Tuesday, April 1, 2014

Unglued

My best friend Meggan gave me a book called Unglued by Lysa TerKeurst probably 3 years ago. I am not certain of the time frame, but that is my guess. Honestly, I am not sure why I never read the book. Maybe I was little offended that she thought I needed the book? I started reading it at some point because I had a spot marked where I left off, but hadn't gotten very far. Blah, blah, blah. Haha. The point is that I am finally reading it.
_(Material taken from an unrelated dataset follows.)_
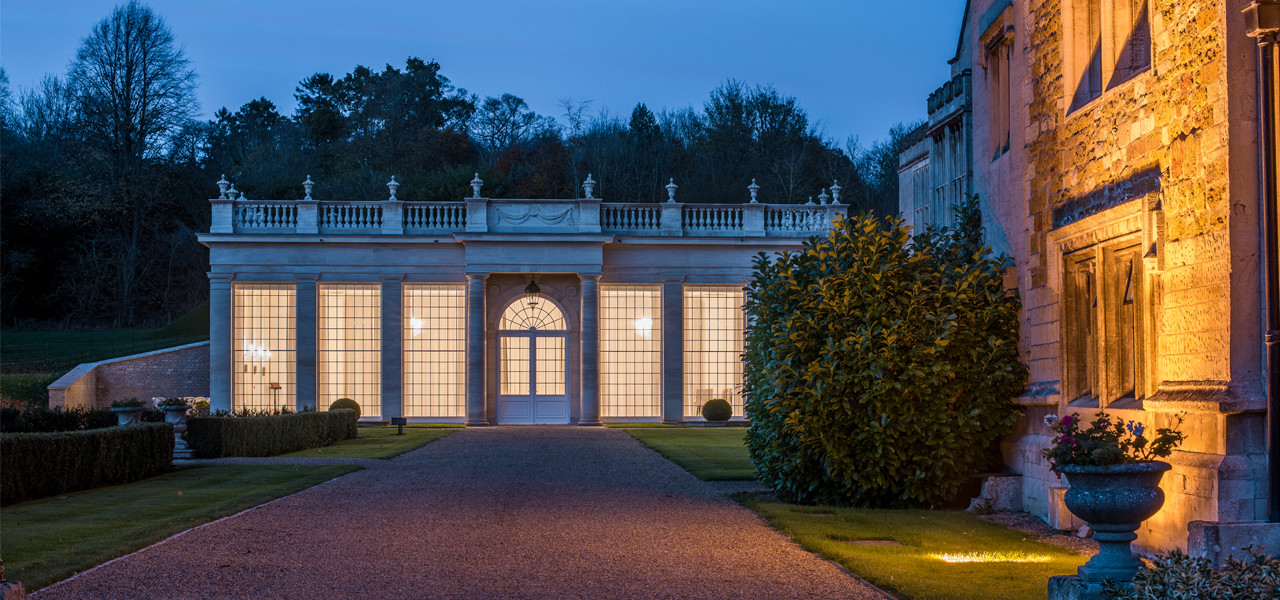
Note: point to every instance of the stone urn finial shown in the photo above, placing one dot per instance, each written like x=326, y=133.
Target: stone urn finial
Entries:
x=223, y=184
x=393, y=186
So far, it has been super interesting. I am learning so much about myself and the way that I respond to others in situations. She has you take this little quiz to determine what kind of reaction type you are and with who. The who makes a difference in how you respond. So for me, when it comes to Adam, most family, and probably friends, I tend to internally process and internally suppress which makes me a stuffer that builds barriers. However, with my girls, I am the exact opposite. I externally process and externally express which makes me an exploder that blames others. With Adam, I tend to keep my frustrations to myself and with my girls I tend to get so frustrated that I explode. I yell. And I hate both reactions.

This book was/is definitely something I needed. (Good call, Meggan.)

One thing that I love about it so far is her thought of "imperfect progress" because when you are trying to change something about yourself it is difficult to see that you actually are changing. It's such a slow a grueling process and it is not perfect in any way. But at least it is progress.

Take her assessment online. It's not the same as the one in the book, but it gave me the same result.

What kind of reaction type are you and who do you react that way to?

Want to make imperfect progress? Read the book.